You interpret the "inverted signal" statements in O.150 to mean
that the output must be inverted.  Makes sense to me.

In addition the PRBS31 specified in 802.3ae 4.01 is also not O.150 
compatible since it's output sequence does not start at the proper place 
in the sequence.  The output should be the inverted MSB, not the input.  

Section 4 states that the digital signal  is take from the output of the 
shift register.
If you read Section 5.1 you will see that this sequence starts with the first
1 of a sequence of 9 ones.  That is most easily done by resetting to all
1's and taking the output from the MSB. 

By specifying the PRBS31 with it's output from the input stage and referencing
O.150, you are implying that the PRBS23 should be generated the same way.
This will result in a different WIS test pattern payload that if the output
is the MSB.  

The polarity of the PRBS23 is not clear.  O.150 says it should be inverted,
and 802.3ae says that the "PRBS output" should be inverted before it is placed
in the second frame.  Is the PRBS output the already inverted O.150 output?

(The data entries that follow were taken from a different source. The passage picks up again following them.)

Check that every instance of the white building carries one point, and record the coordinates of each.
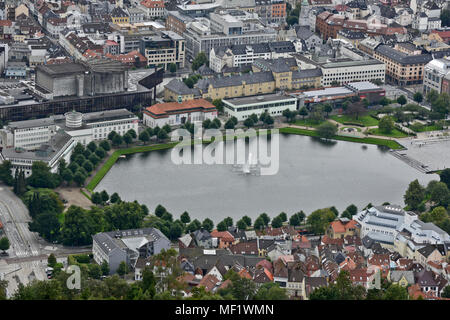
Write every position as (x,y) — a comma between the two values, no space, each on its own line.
(59,147)
(350,71)
(274,104)
(398,228)
(434,72)
(238,55)
(178,113)
(84,128)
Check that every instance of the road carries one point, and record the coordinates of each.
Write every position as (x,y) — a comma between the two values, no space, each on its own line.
(15,218)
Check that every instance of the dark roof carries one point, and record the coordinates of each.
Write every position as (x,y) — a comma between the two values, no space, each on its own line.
(401,57)
(307,73)
(179,87)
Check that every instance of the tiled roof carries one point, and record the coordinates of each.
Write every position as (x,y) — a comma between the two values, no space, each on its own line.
(164,109)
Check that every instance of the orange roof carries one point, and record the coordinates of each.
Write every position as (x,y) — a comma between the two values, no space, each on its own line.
(224,235)
(5,23)
(161,110)
(245,274)
(268,274)
(152,4)
(339,227)
(209,282)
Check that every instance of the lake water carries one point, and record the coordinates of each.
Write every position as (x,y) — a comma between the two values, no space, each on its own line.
(312,174)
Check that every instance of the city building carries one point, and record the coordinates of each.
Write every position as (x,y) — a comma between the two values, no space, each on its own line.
(434,73)
(238,55)
(59,146)
(274,104)
(83,128)
(401,68)
(163,50)
(178,113)
(127,246)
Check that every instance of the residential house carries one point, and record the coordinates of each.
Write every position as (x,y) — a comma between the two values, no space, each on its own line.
(341,228)
(401,277)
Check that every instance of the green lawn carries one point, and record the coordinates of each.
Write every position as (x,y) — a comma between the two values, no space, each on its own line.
(366,121)
(394,134)
(381,142)
(308,123)
(428,128)
(113,158)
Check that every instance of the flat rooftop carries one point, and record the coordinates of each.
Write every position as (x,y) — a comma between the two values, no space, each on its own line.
(353,63)
(258,99)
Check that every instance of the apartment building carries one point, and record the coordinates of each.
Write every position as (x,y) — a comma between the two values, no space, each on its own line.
(434,74)
(401,68)
(163,49)
(238,55)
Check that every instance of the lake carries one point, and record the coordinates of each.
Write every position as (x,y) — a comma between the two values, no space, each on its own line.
(312,174)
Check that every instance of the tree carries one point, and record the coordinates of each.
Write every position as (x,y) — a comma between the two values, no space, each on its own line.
(352,209)
(47,225)
(386,124)
(294,220)
(88,166)
(446,292)
(127,138)
(4,244)
(115,198)
(221,226)
(94,159)
(402,100)
(243,289)
(303,112)
(160,210)
(144,137)
(229,124)
(439,193)
(259,223)
(327,108)
(172,68)
(185,218)
(418,97)
(277,222)
(162,135)
(218,104)
(41,177)
(319,220)
(208,224)
(96,198)
(122,269)
(105,145)
(327,130)
(247,220)
(175,231)
(414,195)
(445,176)
(194,226)
(248,122)
(432,96)
(396,292)
(291,20)
(79,178)
(241,224)
(271,291)
(111,135)
(117,140)
(51,260)
(104,195)
(105,268)
(356,109)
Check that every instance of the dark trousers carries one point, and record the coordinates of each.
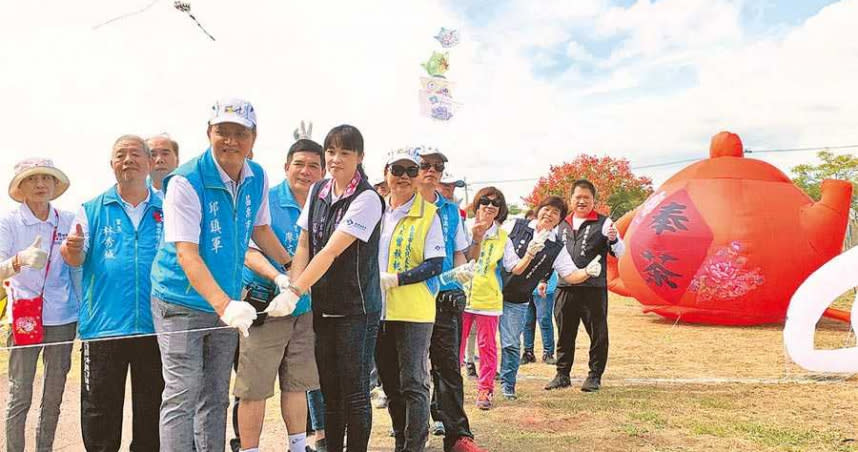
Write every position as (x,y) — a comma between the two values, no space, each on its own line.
(572,306)
(448,393)
(344,350)
(401,358)
(104,366)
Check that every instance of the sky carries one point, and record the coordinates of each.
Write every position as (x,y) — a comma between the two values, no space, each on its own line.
(538,81)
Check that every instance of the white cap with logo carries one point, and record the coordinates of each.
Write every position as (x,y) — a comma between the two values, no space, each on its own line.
(233,110)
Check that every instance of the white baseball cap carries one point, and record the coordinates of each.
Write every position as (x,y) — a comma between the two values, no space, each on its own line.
(448,178)
(423,151)
(403,154)
(28,167)
(233,110)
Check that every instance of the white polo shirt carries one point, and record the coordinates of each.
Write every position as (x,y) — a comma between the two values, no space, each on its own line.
(18,230)
(563,263)
(433,247)
(182,205)
(360,218)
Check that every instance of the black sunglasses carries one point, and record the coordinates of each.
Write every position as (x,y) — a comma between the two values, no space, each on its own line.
(439,167)
(484,201)
(399,170)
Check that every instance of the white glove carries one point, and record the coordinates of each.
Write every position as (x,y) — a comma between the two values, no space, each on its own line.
(541,236)
(33,256)
(534,247)
(283,304)
(389,281)
(239,314)
(465,273)
(282,282)
(594,268)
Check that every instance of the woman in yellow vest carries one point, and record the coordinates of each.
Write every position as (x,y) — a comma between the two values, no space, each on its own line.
(493,251)
(410,256)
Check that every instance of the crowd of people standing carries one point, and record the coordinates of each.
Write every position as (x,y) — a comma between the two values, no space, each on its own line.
(181,274)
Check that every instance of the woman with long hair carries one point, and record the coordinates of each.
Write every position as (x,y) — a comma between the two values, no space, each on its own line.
(337,256)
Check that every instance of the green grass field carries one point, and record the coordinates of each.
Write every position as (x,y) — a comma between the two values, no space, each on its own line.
(668,387)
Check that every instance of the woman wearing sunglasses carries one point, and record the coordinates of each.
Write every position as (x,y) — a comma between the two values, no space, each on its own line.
(493,251)
(541,254)
(411,255)
(337,255)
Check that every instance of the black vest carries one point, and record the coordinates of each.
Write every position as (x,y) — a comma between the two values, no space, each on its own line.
(519,288)
(351,284)
(584,245)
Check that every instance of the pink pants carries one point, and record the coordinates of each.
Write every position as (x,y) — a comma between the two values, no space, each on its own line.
(487,331)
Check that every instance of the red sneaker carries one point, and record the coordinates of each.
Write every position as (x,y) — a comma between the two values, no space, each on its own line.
(484,399)
(465,444)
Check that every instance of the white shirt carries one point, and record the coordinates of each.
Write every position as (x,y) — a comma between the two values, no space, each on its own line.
(183,212)
(618,248)
(18,230)
(360,218)
(563,263)
(433,247)
(135,214)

The matching of the polarity of the CID bits and the payload
would be changed if the PRBS23 lsfr output were inverted or not inverted.


The x**7 + x**6 + 1 scrambler is the worldwide specified SONET payload scrambler.
It is specified in ANSI T1.105-1995, and ITU-T G.707.
It also is MSB out and has no inversions.  In this case (and the WIS PRBS23) the
output bit placement (MSB, etc) is important since the lsfr is reset to all 1's for
each frame.

In summary:

1.  The PRBS31 scrambler specified in 4.01 is drawn at odds with O.150 in that the
output is taken from the input, rather than from the MSB, and it is not inverted.

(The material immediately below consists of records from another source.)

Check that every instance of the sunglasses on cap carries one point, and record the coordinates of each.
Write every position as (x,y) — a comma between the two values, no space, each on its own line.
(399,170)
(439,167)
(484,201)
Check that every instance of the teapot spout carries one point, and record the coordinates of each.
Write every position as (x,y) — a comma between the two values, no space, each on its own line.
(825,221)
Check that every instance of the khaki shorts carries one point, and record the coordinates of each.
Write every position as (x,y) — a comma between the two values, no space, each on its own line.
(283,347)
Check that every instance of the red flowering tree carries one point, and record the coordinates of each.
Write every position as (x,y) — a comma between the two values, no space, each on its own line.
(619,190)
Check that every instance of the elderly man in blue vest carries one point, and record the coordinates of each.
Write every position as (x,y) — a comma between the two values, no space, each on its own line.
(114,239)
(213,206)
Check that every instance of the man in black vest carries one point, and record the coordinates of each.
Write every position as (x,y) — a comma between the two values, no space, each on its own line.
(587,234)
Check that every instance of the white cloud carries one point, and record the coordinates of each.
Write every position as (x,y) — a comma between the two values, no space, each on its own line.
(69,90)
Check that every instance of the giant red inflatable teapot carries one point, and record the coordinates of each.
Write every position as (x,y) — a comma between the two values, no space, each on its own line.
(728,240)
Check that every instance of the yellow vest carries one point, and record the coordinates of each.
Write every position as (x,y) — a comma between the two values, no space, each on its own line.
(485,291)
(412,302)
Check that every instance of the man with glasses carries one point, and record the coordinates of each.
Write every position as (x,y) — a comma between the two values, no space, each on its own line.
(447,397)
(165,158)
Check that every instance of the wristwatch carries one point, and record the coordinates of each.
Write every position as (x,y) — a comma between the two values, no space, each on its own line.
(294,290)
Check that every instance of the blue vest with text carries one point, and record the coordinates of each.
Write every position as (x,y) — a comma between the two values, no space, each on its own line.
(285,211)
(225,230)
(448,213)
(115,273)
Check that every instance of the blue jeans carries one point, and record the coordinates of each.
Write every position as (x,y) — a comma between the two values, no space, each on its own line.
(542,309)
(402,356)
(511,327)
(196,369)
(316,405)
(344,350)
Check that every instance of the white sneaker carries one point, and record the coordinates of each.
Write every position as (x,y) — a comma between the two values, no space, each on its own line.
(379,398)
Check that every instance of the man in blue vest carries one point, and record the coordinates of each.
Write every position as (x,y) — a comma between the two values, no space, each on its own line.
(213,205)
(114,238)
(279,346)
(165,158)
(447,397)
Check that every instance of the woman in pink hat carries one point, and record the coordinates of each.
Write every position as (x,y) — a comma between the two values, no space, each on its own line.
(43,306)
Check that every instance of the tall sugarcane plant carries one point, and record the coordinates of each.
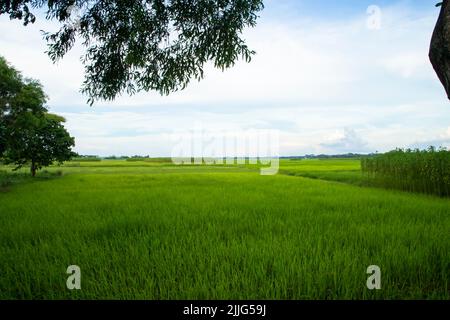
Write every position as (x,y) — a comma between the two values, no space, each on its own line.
(426,171)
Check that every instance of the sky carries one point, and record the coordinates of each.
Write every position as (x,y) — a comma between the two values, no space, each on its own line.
(329,76)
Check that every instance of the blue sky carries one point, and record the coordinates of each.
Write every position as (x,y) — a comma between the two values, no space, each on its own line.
(322,77)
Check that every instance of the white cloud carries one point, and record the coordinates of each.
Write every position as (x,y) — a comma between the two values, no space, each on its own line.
(310,79)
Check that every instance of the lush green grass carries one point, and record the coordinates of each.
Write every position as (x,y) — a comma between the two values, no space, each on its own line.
(167,232)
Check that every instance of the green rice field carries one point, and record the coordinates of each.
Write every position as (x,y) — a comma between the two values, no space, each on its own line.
(153,230)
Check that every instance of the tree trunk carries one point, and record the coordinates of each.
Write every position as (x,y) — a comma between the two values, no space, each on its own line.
(440,47)
(33,169)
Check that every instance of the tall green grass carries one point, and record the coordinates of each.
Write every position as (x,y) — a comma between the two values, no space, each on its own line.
(154,232)
(426,171)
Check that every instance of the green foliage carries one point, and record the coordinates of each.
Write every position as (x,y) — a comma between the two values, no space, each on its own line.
(145,45)
(426,171)
(28,133)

2.  The output bit position is important in the PRBS23 scrambler since it is
reset to all 1's after every frame. It's polarity is important relative to the CID.
The PRBS23 "prbs output" should be the MSB inverted.  
That is, the first frame of the WIS test pattern will contain the shift 
register MSB inverted. This is important if you want the CID to match the 
prbs pattern, and meet the letter of O.150.

Bruce






> -----Original Message-----
> From: piers_dawe@xxxxxxxxxxx [mailto:piers_dawe@xxxxxxxxxxx]
> Sent: Monday, March 04, 2002 11:23 AM
> To: stds-802-3-hssg@xxxxxxxxxxxxxxxxxx
> Cc: stds-802-3-hssg-serialpmd@xxxxxxxx
> Subject: [802.3ae_Serial] 802.3ae PRBSs are upside down
> 
> 
> 
> Calling 10GE chip designers:
> 
> Pseudo random bit sequences of length 2^31-1, 2^23-1 are each uniquely
> defined in ITU-T's O.150 and implemented in test equipment, 
> as is a PRBS7.
> Meanwhile 802.3ae D4.1 has defined:
> 
> In clause 49, a PRBS31 which differs from O.150 in that for every 1 in
> O.150, D4.1 has a 0.  We think the scrambler polynomial is the same.
> In clause 50, a PRBS31 identical to the one in clause 49 but 
> independently
> defined.
> 
> In clause 50, a mixed frequency test pattern based on O.172 
> and G.957 using
> a PRBS23.
> 
> In clause 48, a PRBS7, X^7 + X^3 + 1 or X^7 + X^6 + 1, which 
> drives the
> A,K,R randomizer.  And has no other purpose in the standard?
> 
> The 58 bit scrambler in clause 49 is neither used as a PRBS 
> alone, nor does
> it compete with any 58 bit scrambler or PRBS in O.150.  So we 
> are free to
> stay with our own choices for this.
> 
> Are there any other PRBSs to be considered?
> 
> Almost no-one knows exactly what the actual bits in these 
> patterns are,
> no-one wants to.  But we all expect that pressing e.g. the 
> PRBS31 button on
> a test equipment will get us to a working test.  It would be 
> particularly
> inconvenient for manufacturers and networks which use both SONET and
> 10GEthernet to let this discrepancy continue indefinitely.  
> Therefore, we
> should make the O.150 PRBS31 the preferred variant in our 
> standard.  We
> should allow its inverse, the one currently in D4.1, so as 
> not to disqualify
> implementers who have implemented it in good faith.  We may 
> wish to define
> optional inversion bits in clause 45.  This way, over time, we can all
> migrate to the consistent set of PRBSs which are in the test 
> equipment, and
> not have to train users, customers and testers in this detail.
> 
> To avoid snarl-ups like this we should not define things that 
> are already
> defined (just as, "we don't do fiber standards".  We should refer
> normatively to O.150 where appropriate, yet repeat the information,
> informatively, in our standard to assist the reader. 
> 
> Some test equipment can invert its PRBSs.  We don't know if 
> all makes can -
> input welcome.
> 
> For those who want to know more, O.150 is available for about 
> US$12 from
> http://www.itu.int/rec/recommendation.asp?type=folders&lang=e&;
parent=T-REC-O
.150 .  Each PRBS has one run of identical bits as long as the generator
polynomial, of one type only.  For example, PRBS31 has one run of 31 zeroes
per pattern, in the O.150 definition, or one run of 31 ones per pattern, in
the D4.1 definition.

Does anyone know where the PRBS7 in the test equipment is defined?  I
believe some, maybe all, test equipment uses !(X^7 + X^6 + 1) (i.e. contains
a run of 7 zeroes) which is O.150 style, by default.  Are all makes of test
equipment the same on this?  Can all invert the pattern (generating and
checking)?

Piers